Behold A City, which Ryan Villamael first showcased at Silverlens Gallery, extols teh old grandeur of Manila, the nation's storied captial – the complex nexus of heritage, modernity, and all sorts of compulsions, political or otherwise, that attemp to define it. This is not Manila whittled down to a scale model but a re-imagination of the city by the artist in his order to approximate its complexity both as a physical, urban fact and an evolving concept. 

For the fair, Behold A City features an entirely new topography and arrangement. The previous work was caught in a fire, eerily repeating the fate of Manila when it was carpet-bombed by Japanese forces, becoming the world's most devastated city after Warsaw during World War II. Just like its predecessor, the current work is an epistolary address to the country's seat of power, Villamael's "love letter to the city."

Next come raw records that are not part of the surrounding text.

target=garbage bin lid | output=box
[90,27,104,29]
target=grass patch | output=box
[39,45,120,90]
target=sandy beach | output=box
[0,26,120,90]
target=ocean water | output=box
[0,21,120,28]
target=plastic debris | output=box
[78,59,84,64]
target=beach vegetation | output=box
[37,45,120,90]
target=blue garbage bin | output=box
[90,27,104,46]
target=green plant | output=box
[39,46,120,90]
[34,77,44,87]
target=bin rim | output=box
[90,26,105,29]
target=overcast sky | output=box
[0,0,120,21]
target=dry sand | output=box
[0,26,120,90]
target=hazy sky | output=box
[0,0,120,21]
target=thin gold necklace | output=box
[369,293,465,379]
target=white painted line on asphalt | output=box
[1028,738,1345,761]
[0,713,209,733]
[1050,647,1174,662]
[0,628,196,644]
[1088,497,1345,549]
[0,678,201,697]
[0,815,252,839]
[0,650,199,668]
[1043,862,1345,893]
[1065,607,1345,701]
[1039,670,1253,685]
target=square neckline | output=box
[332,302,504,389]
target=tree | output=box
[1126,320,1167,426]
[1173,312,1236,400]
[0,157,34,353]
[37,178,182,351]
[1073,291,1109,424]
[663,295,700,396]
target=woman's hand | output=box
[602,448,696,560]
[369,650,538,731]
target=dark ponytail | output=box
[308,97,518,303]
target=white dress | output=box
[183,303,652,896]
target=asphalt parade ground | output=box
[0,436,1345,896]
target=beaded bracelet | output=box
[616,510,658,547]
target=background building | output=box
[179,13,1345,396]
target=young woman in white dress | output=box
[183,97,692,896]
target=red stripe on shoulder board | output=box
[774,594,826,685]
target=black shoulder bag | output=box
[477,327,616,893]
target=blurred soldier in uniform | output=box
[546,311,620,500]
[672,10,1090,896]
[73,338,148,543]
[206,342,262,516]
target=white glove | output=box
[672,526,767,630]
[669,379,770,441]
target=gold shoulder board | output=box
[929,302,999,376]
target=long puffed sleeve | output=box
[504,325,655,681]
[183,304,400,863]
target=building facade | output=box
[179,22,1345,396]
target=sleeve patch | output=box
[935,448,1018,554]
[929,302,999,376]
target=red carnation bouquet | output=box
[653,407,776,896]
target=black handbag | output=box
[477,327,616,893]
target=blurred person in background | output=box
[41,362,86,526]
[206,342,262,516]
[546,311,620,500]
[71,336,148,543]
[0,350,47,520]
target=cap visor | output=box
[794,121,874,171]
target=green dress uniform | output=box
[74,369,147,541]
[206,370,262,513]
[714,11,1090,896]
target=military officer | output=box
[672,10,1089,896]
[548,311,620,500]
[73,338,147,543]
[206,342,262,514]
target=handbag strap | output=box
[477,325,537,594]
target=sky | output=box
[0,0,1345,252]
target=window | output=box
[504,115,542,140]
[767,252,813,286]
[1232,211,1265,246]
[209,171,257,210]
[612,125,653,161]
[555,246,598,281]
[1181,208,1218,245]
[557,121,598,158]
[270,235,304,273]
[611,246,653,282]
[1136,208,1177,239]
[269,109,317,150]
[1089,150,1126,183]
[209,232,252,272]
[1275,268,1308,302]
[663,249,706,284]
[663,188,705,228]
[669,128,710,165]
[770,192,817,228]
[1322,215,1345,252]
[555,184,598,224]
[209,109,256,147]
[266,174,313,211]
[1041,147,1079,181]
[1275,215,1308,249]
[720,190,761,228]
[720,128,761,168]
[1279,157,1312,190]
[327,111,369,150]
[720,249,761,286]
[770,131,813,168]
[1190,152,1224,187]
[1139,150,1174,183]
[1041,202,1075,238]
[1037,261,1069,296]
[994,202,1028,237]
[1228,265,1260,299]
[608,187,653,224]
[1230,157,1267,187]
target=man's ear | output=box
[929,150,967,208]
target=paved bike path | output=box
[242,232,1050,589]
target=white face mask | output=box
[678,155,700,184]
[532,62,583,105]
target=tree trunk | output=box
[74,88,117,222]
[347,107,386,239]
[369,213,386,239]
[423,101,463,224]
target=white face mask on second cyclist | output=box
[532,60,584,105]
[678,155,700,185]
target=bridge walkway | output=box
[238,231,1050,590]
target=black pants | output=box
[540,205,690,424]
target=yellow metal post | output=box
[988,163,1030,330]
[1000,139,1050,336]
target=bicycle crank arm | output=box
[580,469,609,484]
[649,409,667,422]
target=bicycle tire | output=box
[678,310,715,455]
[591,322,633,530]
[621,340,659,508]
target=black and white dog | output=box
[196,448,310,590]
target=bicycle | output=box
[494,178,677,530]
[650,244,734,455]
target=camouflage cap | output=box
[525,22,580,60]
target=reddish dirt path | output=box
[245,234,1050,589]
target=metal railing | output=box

Through his extensive use of archive materials (primarily maps), the artist, through his work and many other, meditates upon – and mediates – history, collective memory, the interpenetrating layers that consitute a locality. Villamael is the cartograopher of real places re-imagined through the geography of art, mapping out the contours and possibilities of a life within the realm of the collective. 

Ryan Villamael (b. 1987) is an artist who has chosen to abstain from the more liberal modes of art expression to ultimately resort to the more deliberate handiwork found in cut paper. While his method follows the decorative nature innate to his medium of choice, from the intricately latticed constructions emerge images that defy the ornamental patchwork found in the tradition of paper cutting.

His intervention into the fragile medium entails not just cutting but concept. By contemplating paper as a fraught site—after all, it is also the medium of books, maps, and other archival materials—he liberates the material to become an arbiter of meaning, one that traffics in the intersection of self and society, of biography and geography. His practice becomes a treatise of a unique vision that encompasses both the inner and outer conditions that occupy the psyche, which range from the oblique complexity of imagined organisms to the outright effects of living in a convoluted city.

In 2015, he received the Ateneo Art Award with studio Residency Grants in La Trobe University Visual Arts Center in Bendigo, Australia, Artesan Gallery in Singapore, and Liverpool Hope University in Liverpool, UK.

Villamael participated in the 2016 Singapore Biennale and the 2018 Biwako Biennale in Japan. He has exhibited at the Palais de Tokyo in Paris, MAIIAM Contemporary Art Museum in Chiang Mai, Para Site in Hong Kong, Mizuma Gallery and the Arts House in Singapore, ROH Projects in Jakarta, and the Metropolitan Museum in Manila.